ENDLESS BOOGIE. Admonitions (No Quarter, 2021)
      Il n'est jamais évident d'évaluer le cas d'ENDLESS BOOGIE sur disque tant les longs mantras soniques du vinylmaniac Paul MAJOR et sa bande sont avant tout taillés pour la scène. Le gang de New York, une nouvelle fois épaulé par Matt SWEENEY ainsi que Kurt VILE (Counterfeiter) à jusqu'à présent toujours su marquer sa discographie de brûlots incandescents et sauvages (Smoking Figs In The Yard, Mighty Fine Pie ou encore Back In '74) au milieu de jams aussi enthousiasmants que parfois interminables. Mais attention à ne pas pousser le bouchon un peu trop loin cette fois-ci... En effet, Admonitions ressemble à s'y méprendre aux albums autoproduits du groupe (dédiés à son versant le plus monolithique) enregistré, une fois n'est pas coutume, avec un son digne de ce nom. Ce qui fait un peu beaucoup avec la pantagruélique compilation de chutes de studio (The gathered and scattered, 17 morceaux pour 3 heures) déjà sortie quelques mois auparavant. Plombé par The offender, une introduction fleuve du long de ses complaisantes 22 minutes, le dernier album d'ENDLESS BOOGIE ne nous offrira qu'un seul bâton de dynamite avec l'indiscutable Bad Call, dont on se demanderait presque ce qu'il vient faire là. Le lancinant et progressif Jim Tully, qui dépasse lui aussi le cap des 22 minutes, donne enfin à voir tout ce qui fait d'ENDLESS BOOGIE un groupe hypnotiquement fascinant. Deux beaux moments surnageant difficilement dans un ensemble assez complaisant. À tel point qu'on ressentira surtout du soulagement à l'heure où le très minimaliste Incompetent Vilains of 1968 vient clore Admonitions, comme si l'ingé son avait oublié d'éteindre l'enregistrement pendant le décrassage post-match de Paul MAJOR. Il faut dire que l'album avait déjà bien été salopé par le précédent The conversation, chiant comme la pluie et d'un vide abyssal. Pour une fois, Paul MINOR.

 
COURTNEY BARNETT. Things take time, take time (Milk ! Records, 2021)

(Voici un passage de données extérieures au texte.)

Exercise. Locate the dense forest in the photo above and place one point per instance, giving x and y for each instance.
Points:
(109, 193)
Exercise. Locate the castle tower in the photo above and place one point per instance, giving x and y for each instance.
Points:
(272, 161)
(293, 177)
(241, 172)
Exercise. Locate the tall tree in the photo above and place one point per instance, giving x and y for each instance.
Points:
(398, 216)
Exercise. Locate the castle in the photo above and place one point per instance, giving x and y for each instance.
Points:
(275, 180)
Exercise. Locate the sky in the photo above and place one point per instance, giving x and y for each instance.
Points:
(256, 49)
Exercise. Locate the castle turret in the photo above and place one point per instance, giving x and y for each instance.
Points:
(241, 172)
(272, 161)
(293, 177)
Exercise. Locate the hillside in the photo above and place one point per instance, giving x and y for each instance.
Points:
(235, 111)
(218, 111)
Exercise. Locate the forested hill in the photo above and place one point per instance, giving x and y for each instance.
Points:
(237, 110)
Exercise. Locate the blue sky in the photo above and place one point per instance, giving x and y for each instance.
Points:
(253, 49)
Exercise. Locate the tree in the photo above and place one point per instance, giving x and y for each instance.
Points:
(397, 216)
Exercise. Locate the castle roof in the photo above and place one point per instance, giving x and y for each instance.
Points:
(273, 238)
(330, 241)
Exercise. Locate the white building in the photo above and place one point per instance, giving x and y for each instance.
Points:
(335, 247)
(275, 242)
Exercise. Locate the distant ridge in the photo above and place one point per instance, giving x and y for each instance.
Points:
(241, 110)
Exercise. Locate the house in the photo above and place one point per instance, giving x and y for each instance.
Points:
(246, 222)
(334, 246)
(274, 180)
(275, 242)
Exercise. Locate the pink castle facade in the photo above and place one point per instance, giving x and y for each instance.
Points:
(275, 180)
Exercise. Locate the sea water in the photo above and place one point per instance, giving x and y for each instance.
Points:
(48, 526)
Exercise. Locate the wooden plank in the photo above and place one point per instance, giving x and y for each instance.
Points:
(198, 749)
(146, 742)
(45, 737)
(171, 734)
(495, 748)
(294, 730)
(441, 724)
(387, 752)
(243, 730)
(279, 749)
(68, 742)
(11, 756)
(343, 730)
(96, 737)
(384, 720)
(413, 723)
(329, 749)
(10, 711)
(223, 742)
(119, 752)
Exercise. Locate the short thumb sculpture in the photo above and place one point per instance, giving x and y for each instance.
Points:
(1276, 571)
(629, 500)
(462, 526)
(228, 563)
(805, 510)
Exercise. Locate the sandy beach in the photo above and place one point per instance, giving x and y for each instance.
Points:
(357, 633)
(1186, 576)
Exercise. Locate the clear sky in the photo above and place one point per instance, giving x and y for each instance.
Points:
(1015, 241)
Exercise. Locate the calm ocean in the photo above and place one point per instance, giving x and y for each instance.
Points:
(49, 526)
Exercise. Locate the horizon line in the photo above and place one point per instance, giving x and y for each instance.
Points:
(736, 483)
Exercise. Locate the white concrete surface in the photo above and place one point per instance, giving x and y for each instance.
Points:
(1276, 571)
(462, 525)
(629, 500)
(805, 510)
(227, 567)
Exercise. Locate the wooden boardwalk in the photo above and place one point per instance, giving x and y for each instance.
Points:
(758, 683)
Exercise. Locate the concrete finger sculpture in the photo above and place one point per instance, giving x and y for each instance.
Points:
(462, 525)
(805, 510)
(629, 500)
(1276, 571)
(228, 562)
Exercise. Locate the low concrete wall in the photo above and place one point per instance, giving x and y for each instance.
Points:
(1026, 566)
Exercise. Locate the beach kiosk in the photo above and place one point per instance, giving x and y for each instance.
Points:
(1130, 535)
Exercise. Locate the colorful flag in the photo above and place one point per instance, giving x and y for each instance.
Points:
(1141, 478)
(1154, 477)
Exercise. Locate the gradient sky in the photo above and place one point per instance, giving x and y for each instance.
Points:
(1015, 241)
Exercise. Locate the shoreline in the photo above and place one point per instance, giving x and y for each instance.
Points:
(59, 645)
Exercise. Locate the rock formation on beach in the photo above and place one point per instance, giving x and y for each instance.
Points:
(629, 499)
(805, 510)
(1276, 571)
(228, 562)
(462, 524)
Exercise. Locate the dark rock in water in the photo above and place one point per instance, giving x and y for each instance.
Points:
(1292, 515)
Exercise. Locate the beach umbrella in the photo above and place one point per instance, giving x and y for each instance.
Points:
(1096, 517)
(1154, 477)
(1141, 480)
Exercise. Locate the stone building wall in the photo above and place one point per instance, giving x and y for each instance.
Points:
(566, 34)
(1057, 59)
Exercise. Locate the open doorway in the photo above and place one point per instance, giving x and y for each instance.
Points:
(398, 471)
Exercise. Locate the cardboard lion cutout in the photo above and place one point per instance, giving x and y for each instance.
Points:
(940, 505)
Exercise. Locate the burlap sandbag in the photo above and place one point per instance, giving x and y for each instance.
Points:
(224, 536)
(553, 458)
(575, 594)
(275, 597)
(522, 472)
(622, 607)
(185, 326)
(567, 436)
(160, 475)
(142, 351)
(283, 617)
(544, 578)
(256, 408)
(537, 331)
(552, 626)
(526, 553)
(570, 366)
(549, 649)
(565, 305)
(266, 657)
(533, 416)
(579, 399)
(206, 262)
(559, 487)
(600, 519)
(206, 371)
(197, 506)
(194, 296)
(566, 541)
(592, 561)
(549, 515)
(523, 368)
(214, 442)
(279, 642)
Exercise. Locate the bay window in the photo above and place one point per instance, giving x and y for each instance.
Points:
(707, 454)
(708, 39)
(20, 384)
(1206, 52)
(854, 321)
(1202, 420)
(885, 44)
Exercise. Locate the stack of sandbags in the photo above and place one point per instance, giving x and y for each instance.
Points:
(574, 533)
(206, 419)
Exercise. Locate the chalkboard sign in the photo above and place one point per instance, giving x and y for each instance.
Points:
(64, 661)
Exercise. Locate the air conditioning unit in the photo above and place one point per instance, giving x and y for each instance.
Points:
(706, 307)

      L'addition pour madame BARNETT ? Un confinement, une rupture avec Jen CLOHER, un déménagement, le début d'une psychanalyse, la perte de son fidèle backing-band Dave MUDIE et Bones SLOANE au « profit » d'une alliance douteuse avec Stella MOZGAWA (WARPAINT), tout ça pour nous proposer un album de pop de chambre, le thermomètre coincé sur zéro. On ne pourra certes pas enlever un refus évident de capitaliser sur le succès des deux albums précédents (sans compter la magnifique compilation inaugurale A sea of split peas). Mais c'est un peu aussi le hic, tant le plan B concocté ressemble dans ses meilleurs moments à un album de démos réussies. Si l'indéniable talent de songwriter qui a fait la force de BARNETT depuis ses tonitruants débuts ne s'est pas envolé (même si Splendour ou Take it day by day laissent quelque peu planer le doute), on a pourtant très peu de moments de grâce sur ce disque mal fagoté. Éloge à la beauté du quotidien ainsi qu'à la nécessité de laisser les choses mûrir et de garder espoir, blablabla, Things take time, take time est un disque salement frustrant, malgré sa pochette plutôt réussie. Des morceaux comme Rae Street ou If I don't hear from you tonight auraient mérité une production moins austère et rachitique, et je ne sais pas moi, qu'on leur rajoute UN VRAI PUTAIN DE GROUPE derrière, plutôt que cette boîte à rythme toute naze et la cold wave mal assumée refourguée par Stella MOZAGWA. Histoire de ne pas partir complètement fâché et éteindre complètement la flamme de la hype, on conseillera le live confiné From where I'm standing qui sauve de justesse l'année 2021 de Courtney BARNETT. Au boulot, si tu veux récupérer ton totem d'immunité, Courtney !

 
The BLACK KEYS. Delta Kream (Nonesuch, 2021)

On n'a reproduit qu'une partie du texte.